The dialogue may be peppered with Grade A swearing, but otherwise the characters speak in theatrical, well-honed sentences that could have come from any British 20th century playwright pre-Pinter. Mr Owen says things like “Oh, the moronic beauty of youth” about little Ms Portman, before promptly requesting her to bend over. It’s George Bernard Shaw does gynaecology.
Though the film is an ensemble piece, Mr Owen steals it effortlessly from the others. I understand he is the only actor to have been in the original stage production, and it really shows. He first appears in the aforementioned Net chat room scene, when the camera pans from his PC screen to his charismatic fingers typing on the keyboard. Before we even see his face, we know instantly the film is all his. A safe pair of hands indeed.

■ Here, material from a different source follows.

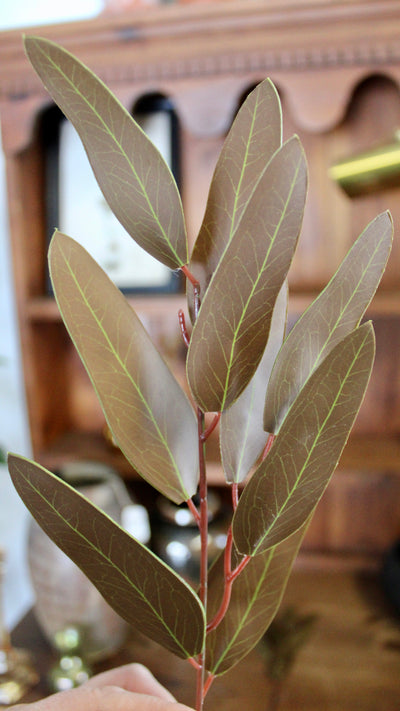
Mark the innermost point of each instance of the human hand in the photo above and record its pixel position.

I’ve not seen the stage play myself, but I have read the book. There’s a particularly memorable line I was waiting for when watching the movie, only to find it’s been cut. This occurs in the strip club scene, as said by Ms Portman’s character (who appears to have stolen Ms Johannsen’s pink bob wig from Lost In Translation). In the original play, she declares “all men really want is a girl who looks like a boy.” Not so in the movie. Perhaps it was omitted because this argument-starting statement is not really discussed or developed, just thrown out as if to make people sit up in the theatre. Perhaps the writer changed his mind. It makes sense, though, as Ms Portman is not a girl who looks like a boy. She is a girl who looks very much like a little girl. In a bedtime scene with Mr Law, she jumps on the mattress as if she were his pet kitten. And very apt too, as the movie is really about possession and the battles for power in the relationships it depicts. Mr Owen’s marriage is even likened to a dog and its owner by Mr Law. Some pets give the orders to their owners.
The analogy has been touched upon before in The Good Father, an excellent 80s British film about middle class CND-supporting people being unkind to each other. Its principals are Anthony Hopkins and Jim Broadbent, and though a young Stephen Fry has about two lines in it, it’s a very serious film. To gain custody of their children, the men use the “old boys’ network” against their estranged wives. In their own uneasy phrase – challenging their liberal views – they have to “jerk their leads a bit”.
Both films are engrossing and intelligent looks at anger and emotional damage in relationships. Though perhaps not recommended for watching on a first date.